The happy reunion followed weeks of attempts by Kroutchinina's family to locate Mimi after Amtrak officials took the cat as Kroutchinina transferred trains at Penn Station on her way back to Canada on Dec. 15.

Amtrak has a strict policy barring pets from traveling aboard trains but Kroutchinina, a native Russian speaker, said rail workers didn't object to Mimi traveling in her carrier during the first leg of her trip from Washington, D.C. to New York.

Confused about the policy and hampered by her language barrier, Kroutchinina obeyed Amtrak workers who demanded she hand over Mimi at Penn Station and continued her trip to Montreal.
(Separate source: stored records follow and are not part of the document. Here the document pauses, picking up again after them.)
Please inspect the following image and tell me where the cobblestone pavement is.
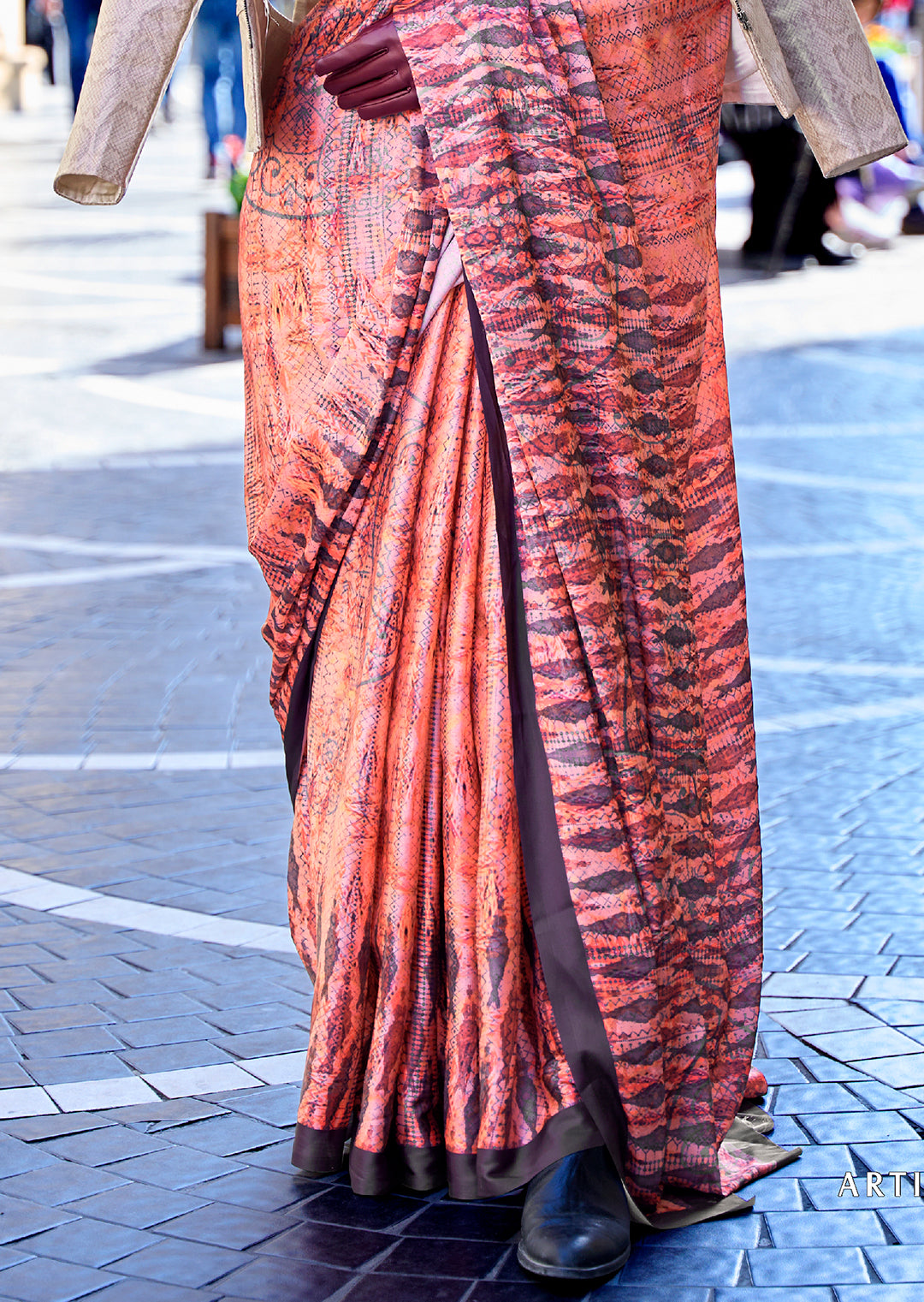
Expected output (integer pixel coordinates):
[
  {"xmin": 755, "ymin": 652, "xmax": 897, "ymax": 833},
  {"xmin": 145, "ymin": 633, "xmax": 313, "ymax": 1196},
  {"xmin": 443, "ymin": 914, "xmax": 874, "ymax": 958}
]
[{"xmin": 0, "ymin": 80, "xmax": 924, "ymax": 1302}]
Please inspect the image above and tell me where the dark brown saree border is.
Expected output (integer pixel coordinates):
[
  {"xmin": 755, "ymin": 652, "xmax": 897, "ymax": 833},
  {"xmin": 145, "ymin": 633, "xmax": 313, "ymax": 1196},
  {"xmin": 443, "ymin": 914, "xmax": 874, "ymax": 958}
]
[
  {"xmin": 292, "ymin": 1103, "xmax": 600, "ymax": 1200},
  {"xmin": 465, "ymin": 277, "xmax": 629, "ymax": 1174}
]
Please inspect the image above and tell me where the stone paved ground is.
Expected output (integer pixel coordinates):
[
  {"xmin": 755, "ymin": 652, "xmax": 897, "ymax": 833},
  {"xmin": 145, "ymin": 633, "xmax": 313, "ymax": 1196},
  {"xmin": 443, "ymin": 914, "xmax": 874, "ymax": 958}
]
[{"xmin": 0, "ymin": 71, "xmax": 924, "ymax": 1302}]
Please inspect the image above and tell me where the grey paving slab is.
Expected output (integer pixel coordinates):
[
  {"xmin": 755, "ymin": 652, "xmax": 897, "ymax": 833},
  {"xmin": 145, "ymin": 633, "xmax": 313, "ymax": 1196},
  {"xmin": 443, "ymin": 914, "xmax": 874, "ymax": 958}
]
[
  {"xmin": 0, "ymin": 1162, "xmax": 127, "ymax": 1207},
  {"xmin": 107, "ymin": 1144, "xmax": 246, "ymax": 1189},
  {"xmin": 14, "ymin": 1217, "xmax": 157, "ymax": 1265},
  {"xmin": 2, "ymin": 1257, "xmax": 116, "ymax": 1302},
  {"xmin": 42, "ymin": 1125, "xmax": 169, "ymax": 1167},
  {"xmin": 111, "ymin": 1240, "xmax": 240, "ymax": 1287},
  {"xmin": 61, "ymin": 1184, "xmax": 205, "ymax": 1229},
  {"xmin": 799, "ymin": 1112, "xmax": 919, "ymax": 1143}
]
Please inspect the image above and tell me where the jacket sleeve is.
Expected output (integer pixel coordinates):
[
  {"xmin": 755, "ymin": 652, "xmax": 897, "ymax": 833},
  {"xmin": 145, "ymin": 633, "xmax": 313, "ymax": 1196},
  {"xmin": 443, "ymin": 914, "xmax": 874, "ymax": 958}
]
[
  {"xmin": 55, "ymin": 0, "xmax": 202, "ymax": 203},
  {"xmin": 732, "ymin": 0, "xmax": 909, "ymax": 175}
]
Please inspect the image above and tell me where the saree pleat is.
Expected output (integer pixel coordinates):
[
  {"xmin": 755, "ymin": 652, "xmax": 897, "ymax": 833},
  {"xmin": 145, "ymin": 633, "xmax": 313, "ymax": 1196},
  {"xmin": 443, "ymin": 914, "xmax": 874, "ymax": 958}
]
[{"xmin": 240, "ymin": 0, "xmax": 792, "ymax": 1217}]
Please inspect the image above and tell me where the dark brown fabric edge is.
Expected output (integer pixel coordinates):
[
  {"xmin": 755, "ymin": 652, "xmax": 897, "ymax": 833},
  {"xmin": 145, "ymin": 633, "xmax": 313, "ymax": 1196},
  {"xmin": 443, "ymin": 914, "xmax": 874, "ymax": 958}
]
[
  {"xmin": 292, "ymin": 1103, "xmax": 602, "ymax": 1202},
  {"xmin": 465, "ymin": 277, "xmax": 629, "ymax": 1175}
]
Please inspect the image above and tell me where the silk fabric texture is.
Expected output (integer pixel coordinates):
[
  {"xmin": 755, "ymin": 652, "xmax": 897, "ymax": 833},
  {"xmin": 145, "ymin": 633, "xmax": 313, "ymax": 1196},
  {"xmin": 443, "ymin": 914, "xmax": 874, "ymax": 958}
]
[{"xmin": 240, "ymin": 0, "xmax": 802, "ymax": 1214}]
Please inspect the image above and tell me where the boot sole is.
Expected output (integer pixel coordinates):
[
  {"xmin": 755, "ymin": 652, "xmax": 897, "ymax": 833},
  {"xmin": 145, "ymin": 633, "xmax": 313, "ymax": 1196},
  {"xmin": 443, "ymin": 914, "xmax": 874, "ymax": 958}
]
[{"xmin": 517, "ymin": 1244, "xmax": 632, "ymax": 1280}]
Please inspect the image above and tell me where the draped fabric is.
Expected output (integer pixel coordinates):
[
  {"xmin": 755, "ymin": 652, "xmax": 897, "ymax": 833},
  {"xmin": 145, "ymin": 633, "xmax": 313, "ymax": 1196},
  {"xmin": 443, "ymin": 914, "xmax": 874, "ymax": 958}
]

Her family tried to find the cat at various animal shelters before learning that Mimi had been given to a resident of Long Island.

Upon learning of the family's plight last week, Amtrak officials agreed to return the cat.

Amtrak offered no apology for the confusion and did not compensate Kroutchinina for her trip back to New York to pick Mimi up, said Margarita Stolbikova, her granddaughter.

Nevertheless, the happy reunion with Mimi restored Stolbikova's faith in Amtrak.

"The fact that it ended so well makes me think this company does have some integrity," she said.

Although officials wouldn't disclose who had kept Mimi in the last few weeks, Kroutchinina noted that her cat looked well-cared for and healthy.

"She looks a little fatter," she said.